Ruling out political rivalry behind these killings, Omar said, "Even last year, attempts were made to derail elections by militants. It was only after a huge number contested and participated in the polls that Salahuddin (Hizbul Mujahideen) distanced himself from the process. But separatists and militants are again out to derail the process meant for development."
But the chief minister was quick to add: "We never said that successful elections mean the Kashmir problem is over. These elections fought on a non-party basis are meant for development only."
Describing militants attacking public representatives as "cowards", Omar said, "Let them attack me instead of these unarmed people who are not doing any politics. They will not do that because they are aware of the response," he said.
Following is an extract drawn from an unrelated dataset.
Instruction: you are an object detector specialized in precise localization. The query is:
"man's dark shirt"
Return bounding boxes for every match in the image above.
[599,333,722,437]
The chief minister said a chargesheet has been filed against some people who attacked representatives in the past.
"These are (militant) over-ground workers. But we have not arrested any militant or separatist in these cases so far."
In the wake of any mass resignations, Omar said "bi-elections will be held immediately".
"We are going to empower the panchayats. But we will face hurdle... We may not be able to provide security to all of them but a mechanism will be worked out soon to secure areas," said Omar.
"We will seek help of security forces to instill sense of security among public representatives".
Omar said besides militants, many other people who were defeated or could not contest polls, intend to derail the process.
Expressing unhappiness over coalition partner Congress' Jammu and Kashmir chief Saifuudin Soz's move to leak a letter to the media, Omar said: "I think such communications should have remained within us. But I want to share that all MLAs, including two Congress minister, asked me not to share all powers with panches at block level".
He set November as deadline for second and third tier polls.
Omar refused to consider 73rd amendment for J-K Panchayat Act as demanded by the Congress.
"We have our own constitution and if required will make amendments in the state assembly," he said.
Omar warned those who relate the latest killings with retaining Armed Forces Special Powers Act (AFSPA).
"It sounds opportunist. I want to make clear that level of militancy is not increasing. If there is any increase then those securing the hinterland (the army) need to explain why it is happening," he said.
Two sarpanches have been killed by suspected militants in the past two weeks, sparking mass resignations from the representatives through newspapers.
Around 34,000 such representatives were elected in the 2011 polls, held after three decades.